Его рука коснулась ее лона, и она задохнулась.
— Эдвард, что ты делаешь?
— А на что похоже то, что я делаю? — хрипло спросил он.
— Но… но как ты можешь? Я хочу сказать, так скоро…
— Ты думаешь, дорогая, — хрипло прошептал он, — это слишком скоро? — Он раздвинул ее бедра, проник в нее, и мир закружился вокруг Оливии.
Оливия долго не могла очнуться ото сна, лениво потягиваясь под золотыми солнечными лучами.

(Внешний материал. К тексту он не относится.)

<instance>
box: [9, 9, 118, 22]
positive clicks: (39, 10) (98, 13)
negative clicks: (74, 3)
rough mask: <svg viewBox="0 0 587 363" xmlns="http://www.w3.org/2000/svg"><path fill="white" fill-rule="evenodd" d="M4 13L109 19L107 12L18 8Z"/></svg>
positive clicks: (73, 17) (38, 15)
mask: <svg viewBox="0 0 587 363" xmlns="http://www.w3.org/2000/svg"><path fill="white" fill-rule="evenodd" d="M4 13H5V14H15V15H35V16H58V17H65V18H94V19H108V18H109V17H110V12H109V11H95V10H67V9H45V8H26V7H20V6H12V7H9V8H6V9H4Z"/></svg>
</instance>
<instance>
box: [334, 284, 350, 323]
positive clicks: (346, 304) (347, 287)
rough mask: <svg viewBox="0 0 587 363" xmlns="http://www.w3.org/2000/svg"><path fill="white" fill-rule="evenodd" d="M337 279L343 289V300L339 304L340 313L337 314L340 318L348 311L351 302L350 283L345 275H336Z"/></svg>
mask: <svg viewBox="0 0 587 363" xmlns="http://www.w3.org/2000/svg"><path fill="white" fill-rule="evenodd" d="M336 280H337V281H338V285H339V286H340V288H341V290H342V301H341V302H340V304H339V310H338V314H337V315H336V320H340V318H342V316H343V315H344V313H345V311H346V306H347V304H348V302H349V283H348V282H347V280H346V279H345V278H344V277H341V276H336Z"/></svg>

— Эдвард, — шепнула она и положила руку на то место, где он лежал. Но его не было.
Ее сердце обмерло. Она села в постели, натянув на грудь простыню, и в этот момент распахнулась дверь.
— Доброе утро!
Он стоял в дверном проеме и улыбался. На нем ничего не было, кроме коротких белых хлопчатобумажных шортов, и вид его стройного, мускулистого тела пробудил в ней воспоминания о прошедшей ночи. Глупо было чувствовать смущение после того, что произошло между ними, но она ничего не могла поделать с собой, и краска прилила к ее щекам.
— Доброе утро, — ответила она, стараясь прикрыть обнаженное тело простынями.

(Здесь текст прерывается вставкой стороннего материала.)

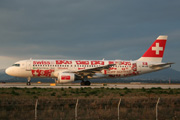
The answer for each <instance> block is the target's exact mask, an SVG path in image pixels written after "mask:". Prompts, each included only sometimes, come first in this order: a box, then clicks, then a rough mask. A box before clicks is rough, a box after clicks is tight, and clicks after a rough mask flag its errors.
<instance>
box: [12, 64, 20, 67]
mask: <svg viewBox="0 0 180 120" xmlns="http://www.w3.org/2000/svg"><path fill="white" fill-rule="evenodd" d="M12 66H16V67H20V64H13V65H12Z"/></svg>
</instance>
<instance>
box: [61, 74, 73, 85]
mask: <svg viewBox="0 0 180 120" xmlns="http://www.w3.org/2000/svg"><path fill="white" fill-rule="evenodd" d="M73 81H75V74H74V73H59V75H58V83H69V82H73Z"/></svg>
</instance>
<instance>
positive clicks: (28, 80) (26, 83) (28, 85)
mask: <svg viewBox="0 0 180 120" xmlns="http://www.w3.org/2000/svg"><path fill="white" fill-rule="evenodd" d="M27 79H28V82H27V83H26V84H27V85H28V86H29V85H31V77H28V78H27Z"/></svg>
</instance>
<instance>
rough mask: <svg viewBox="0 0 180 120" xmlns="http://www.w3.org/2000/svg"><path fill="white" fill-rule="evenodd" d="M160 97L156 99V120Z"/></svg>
mask: <svg viewBox="0 0 180 120" xmlns="http://www.w3.org/2000/svg"><path fill="white" fill-rule="evenodd" d="M159 100H160V97H159V98H158V101H157V103H156V120H158V104H159Z"/></svg>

Склонившись к ней, Эдвард улыбнулся.
— Я был в отчаянии, — признался он, — я поглядывал на тебя каждые десять минут весь последний час…
— Последний час? Ты хочешь сказать, что уже давно встал?
— …И каждый раз, когда я это делал, я видел, что ты лежишь на спине, раскинув руки…
— Я? Я лежала, раскинув руки?
— И выглядела так, словно собиралась прохрапеть весь день, пока я искал что-нибудь съестное на кухне.
Оливия вздернула подбородок.
— И все-то ты врешь. Я не сплю, раскинувшись на постели. И не храплю. И если ты собираешься сказать мне, что ждешь, пока я встану и приготовлю тебе завтрак…
Эдвард опустился на постель рядом с ней.
— О’кей, — сказал он, — виноват. Ты спишь на моей руке, словно прилаживаясь ко мне. Единственные звуки, которые ты издаешь, это легкие стоны, когда я прикасаюсь к тебе. И…
— Никогда, — заявила она, — я никогда не издаю никаких звуков во сне.
Он наклонился и поцеловал ее в губы.
— Единственная причина, — шепнул он, — из-за которой я терпеливо голодал, было то, что я не хотел готовить завтрак, пока ты не проснешься.
Оливия улыбнулась.
— Ты умеешь готовить завтрак?
— Не говори так, словно ты потрясена. Да, я умею быстро готовить завтрак. Свежий апельсиновый сок, яичница с беконом, бисквиты…
Она широко раскрыла глаза:
— Бисквиты?
— Да. Они прибыли в коробке, но, прежде чем есть, их надо положить в духовку. — Эдвард улыбнулся. — Впечатляет?
Неожиданно все ее смущение пропало и сменилось чувством такой нежности к Эдварду, что у нее перехватило дыхание. Она потянулась к нему и охватила его лицо ладонями.
— Боюсь, что вам придется произвести на меня более сильное впечатление, мистер Арчер.
Он перестал улыбаться.
— Вы женщина, которой трудно угодить, — сказал Эдвард хрипло. Он потянулся к ней, и простыни соскользнули на пол. — Мне кажется, что я должен немедленно что-то сделать для этого.
— Не знаю, что бы это могло быть. Я имела в виду, что вы, сударь, должны явиться с чем-то весьма впечатляющим…
Он улыбнулся, притворно рассердившись.
— Что вы имеете в виду?
У нее перехватило в горле. И они оба отдались страсти.
К тому времени, когда они встали, завтрак можно было считать уже поздним полдником. Бекон подгорел, бисквиты обуглились, яйца были переварены. Однако вина за это лежала на них обоих. Теперь они обменивались поцелуями на залитой солнечным светом кухне.